Neither Aniston nor Witherspoon paves new ground here, but they’re giving better performances than the scripts they’ve been handed. At one point in the third episode, I began to wonder if they’d been miscast and ought to switch roles for a mightier – and more surprising, satisfying – challenge? I also wondered if “The Morning Show” has what it takes to steer well clear of the temptation to devolve into glamorous but disappointing fights that pit women against women.

As for Carell’s role? A week ago, I reviewed HBO’s “Mrs. Fletcher” and suggested that, as strong as the title character’s story is, the slightly more fascinating parts of the series are about her college freshman son’s disastrous encounters in a liberal arts atmosphere of gender and racial awareness. That review netted a few angry responses: How dare I take away from the fact that it’s a show about a middle-aged woman’s life and sexuality?

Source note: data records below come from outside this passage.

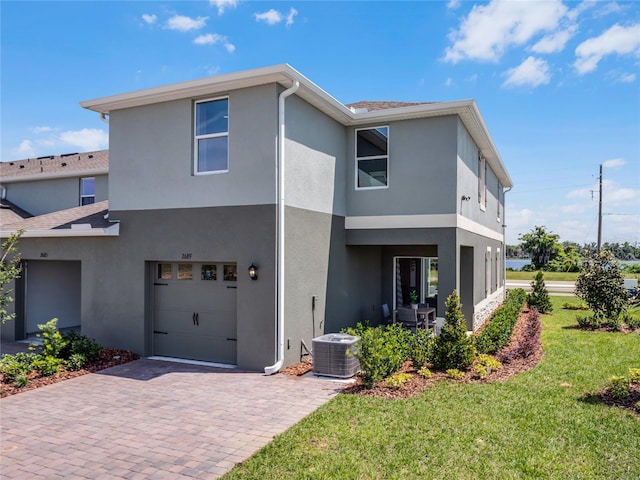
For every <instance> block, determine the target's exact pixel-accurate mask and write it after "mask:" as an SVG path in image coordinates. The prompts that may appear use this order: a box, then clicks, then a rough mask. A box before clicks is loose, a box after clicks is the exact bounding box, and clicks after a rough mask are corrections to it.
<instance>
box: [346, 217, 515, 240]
mask: <svg viewBox="0 0 640 480" xmlns="http://www.w3.org/2000/svg"><path fill="white" fill-rule="evenodd" d="M344 228H345V229H346V230H374V229H375V230H377V229H394V228H460V229H461V230H465V231H467V232H470V233H475V234H477V235H481V236H483V237H487V238H491V239H492V240H498V241H500V242H502V241H504V235H503V234H502V233H500V232H496V231H495V230H491V229H490V228H487V227H485V226H484V225H481V224H479V223H477V222H474V221H473V220H471V219H469V218H467V217H463V216H462V215H458V214H455V213H445V214H433V215H371V216H359V217H346V218H345V220H344Z"/></svg>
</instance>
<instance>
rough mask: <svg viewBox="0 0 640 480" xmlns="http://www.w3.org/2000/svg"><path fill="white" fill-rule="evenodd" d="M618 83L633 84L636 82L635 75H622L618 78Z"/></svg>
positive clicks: (627, 73) (624, 73) (632, 74)
mask: <svg viewBox="0 0 640 480" xmlns="http://www.w3.org/2000/svg"><path fill="white" fill-rule="evenodd" d="M618 81H619V82H620V83H633V82H635V81H636V74H635V73H623V74H622V75H620V77H619V78H618Z"/></svg>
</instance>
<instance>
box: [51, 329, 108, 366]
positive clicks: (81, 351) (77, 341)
mask: <svg viewBox="0 0 640 480" xmlns="http://www.w3.org/2000/svg"><path fill="white" fill-rule="evenodd" d="M62 337H63V340H64V342H65V346H64V347H63V348H62V350H61V352H60V357H61V358H64V359H70V358H71V357H72V356H73V355H75V354H79V355H82V356H84V357H85V359H86V360H85V363H90V362H95V361H97V360H98V359H99V358H100V354H101V353H102V350H103V348H102V346H101V345H100V344H99V343H98V342H96V341H95V340H94V339H93V338H90V337H87V336H86V335H80V334H79V333H78V332H76V331H75V330H69V331H67V332H65V333H64V334H63V336H62Z"/></svg>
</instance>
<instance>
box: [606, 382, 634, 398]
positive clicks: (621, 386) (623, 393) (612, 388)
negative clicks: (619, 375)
mask: <svg viewBox="0 0 640 480" xmlns="http://www.w3.org/2000/svg"><path fill="white" fill-rule="evenodd" d="M609 393H610V394H611V396H612V397H613V398H615V399H618V400H622V399H625V398H627V397H628V396H629V395H630V393H631V392H630V389H629V379H628V378H627V377H623V376H616V377H611V378H610V379H609Z"/></svg>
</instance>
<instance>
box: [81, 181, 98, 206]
mask: <svg viewBox="0 0 640 480" xmlns="http://www.w3.org/2000/svg"><path fill="white" fill-rule="evenodd" d="M95 201H96V179H95V177H85V178H81V179H80V205H90V204H92V203H95Z"/></svg>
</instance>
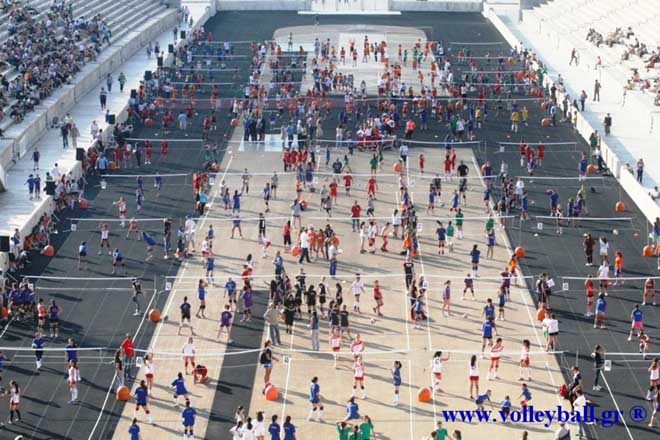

Sorry to say, then, that the best part of “The Morning Show” is once again about the awful dude. Carell’s Mitch experiences the full effects of cancel culture, although he does have the salve of being a multimillionaire, and the series is rightfully (if perhaps offensively) obsessed with his misery. He tries commiserating with other louts (Martin Short is particularly effective in a cameo as a disgraced but unrepentant film director); he tries to marshal his defenses into an effective comeback plan. As presented so far, “The Morning Show” is less a standoff between two women and instead hinges on one question: Will men ever listen?